Neue Funktionen für Web und Android

Für WhatsApp Web gibt es ein Update: Gruppenanrufe mit bis zu 32 Teilnehmern sind jetzt direkt im Browser möglich. Die Video- und Audio-Telefonate bleiben verschlüsselt. Während eines Anrufs lässt sich der Bildschirm freigeben. Der Beitritt erfolgt über Links, die 30 Tage gültig sind.

Das Google Play System Update vom Juni 2026 ändert zudem die Backup-Verwaltung für Android-Nutzer.
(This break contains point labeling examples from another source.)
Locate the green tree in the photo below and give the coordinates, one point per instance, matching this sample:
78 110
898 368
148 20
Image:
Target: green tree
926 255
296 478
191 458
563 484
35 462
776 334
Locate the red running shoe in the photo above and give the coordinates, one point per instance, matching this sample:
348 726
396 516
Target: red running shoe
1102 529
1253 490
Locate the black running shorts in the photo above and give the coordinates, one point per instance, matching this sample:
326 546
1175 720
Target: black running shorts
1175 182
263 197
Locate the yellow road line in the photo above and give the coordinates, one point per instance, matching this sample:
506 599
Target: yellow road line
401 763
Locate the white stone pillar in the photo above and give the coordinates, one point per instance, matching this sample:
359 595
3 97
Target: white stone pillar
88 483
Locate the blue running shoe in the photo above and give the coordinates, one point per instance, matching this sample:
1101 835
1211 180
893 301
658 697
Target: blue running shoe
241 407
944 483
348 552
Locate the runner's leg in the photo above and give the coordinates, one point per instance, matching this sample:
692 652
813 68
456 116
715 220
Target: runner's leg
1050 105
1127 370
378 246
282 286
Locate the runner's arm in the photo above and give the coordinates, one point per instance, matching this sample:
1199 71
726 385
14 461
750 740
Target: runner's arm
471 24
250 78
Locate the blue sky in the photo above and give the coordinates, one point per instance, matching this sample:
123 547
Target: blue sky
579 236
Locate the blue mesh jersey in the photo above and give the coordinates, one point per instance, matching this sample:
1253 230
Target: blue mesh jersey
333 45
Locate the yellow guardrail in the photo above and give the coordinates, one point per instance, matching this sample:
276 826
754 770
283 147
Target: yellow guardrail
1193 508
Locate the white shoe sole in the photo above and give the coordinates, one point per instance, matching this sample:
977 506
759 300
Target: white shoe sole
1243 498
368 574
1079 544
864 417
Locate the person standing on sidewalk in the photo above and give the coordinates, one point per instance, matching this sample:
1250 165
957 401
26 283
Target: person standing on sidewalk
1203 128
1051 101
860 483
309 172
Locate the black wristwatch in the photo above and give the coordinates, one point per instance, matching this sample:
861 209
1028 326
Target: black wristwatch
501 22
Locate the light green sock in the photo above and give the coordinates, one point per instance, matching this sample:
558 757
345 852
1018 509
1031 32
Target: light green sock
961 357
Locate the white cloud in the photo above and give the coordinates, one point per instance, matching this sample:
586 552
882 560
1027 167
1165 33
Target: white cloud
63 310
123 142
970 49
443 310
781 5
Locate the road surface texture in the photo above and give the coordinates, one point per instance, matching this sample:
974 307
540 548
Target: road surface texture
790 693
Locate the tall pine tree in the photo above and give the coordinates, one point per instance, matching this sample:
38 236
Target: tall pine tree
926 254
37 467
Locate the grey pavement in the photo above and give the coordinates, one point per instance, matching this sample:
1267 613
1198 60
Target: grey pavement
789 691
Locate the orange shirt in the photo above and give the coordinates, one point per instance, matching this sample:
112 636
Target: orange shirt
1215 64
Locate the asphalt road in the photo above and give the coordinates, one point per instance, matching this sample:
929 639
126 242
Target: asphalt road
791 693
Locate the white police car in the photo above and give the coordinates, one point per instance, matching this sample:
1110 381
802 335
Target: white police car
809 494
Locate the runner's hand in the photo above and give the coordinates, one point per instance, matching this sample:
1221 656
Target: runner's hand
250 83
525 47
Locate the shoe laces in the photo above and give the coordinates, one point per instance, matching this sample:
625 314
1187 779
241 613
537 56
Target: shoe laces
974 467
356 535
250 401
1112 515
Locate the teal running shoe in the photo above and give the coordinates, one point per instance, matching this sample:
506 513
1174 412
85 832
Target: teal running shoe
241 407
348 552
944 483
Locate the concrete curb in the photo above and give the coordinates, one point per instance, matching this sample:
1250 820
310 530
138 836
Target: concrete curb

Die Einstellungen für WhatsApp-Sicherungen wandern direkt in die Systemebene unter „Sicherungen und Backups“.

Weitere Neuerungen: Transkriptionen für Sprachnachrichten, neue Kameraeffekte und die Möglichkeit, auf Nachrichten per Doppelklick zu reagieren.

Meta vor Gericht – gleich drei Klagen in Deutschland

Meta sieht sich in Deutschland mit drei neuen Verbandsklagen konfrontiert. Die Organisation SOMI wirft dem Konzern Datenmissbrauch für Werbe-KI und die Förderung von Suchtstrukturen vor. Gefordert werden mindestens 1.000 Euro Entschädigung pro Betroffenem.

Der VSV kritisiert die Datenerhebung über Business-Tools und verlangt 5.000 Euro. Der Verbraucherzentrale Bundesverband (VZBV) fordert Schadenersatz für das Scraping von Telefonnummern aus den Jahren 2018 und 2019.

EU-Kurs sorgt für Spannungen mit Apple

WhatsApp blockiert derzeit die Indexierung von Chats durch Apples Spotlight-Suche. Die Folge: Die neue Siri-KI auf iPhones kann in der EU nicht auf WhatsApp-Nachrichten zugreifen. Dabei hält der Messenger in Deutschland einen Marktanteil von 76 Prozent.

Das EU-Parlament hat Mitte Juni zudem ein Verbot von KI-Systemen beschlossen, die sexualisierte Deepfakes ohne Einwilligung erstellen. Die Regelung greift ab dem 2. Dezember 2026.

Meta führt auf Facebook einen sogenannten AI Mode ein. Er nutzt öffentliche Beiträge aus Gruppen und Reels für KI-generierte Antworten. Europäische Nutzer müssen bei einigen Funktionen mit Verzögerungen rechnen – die hiesige Rechtslage macht's möglich.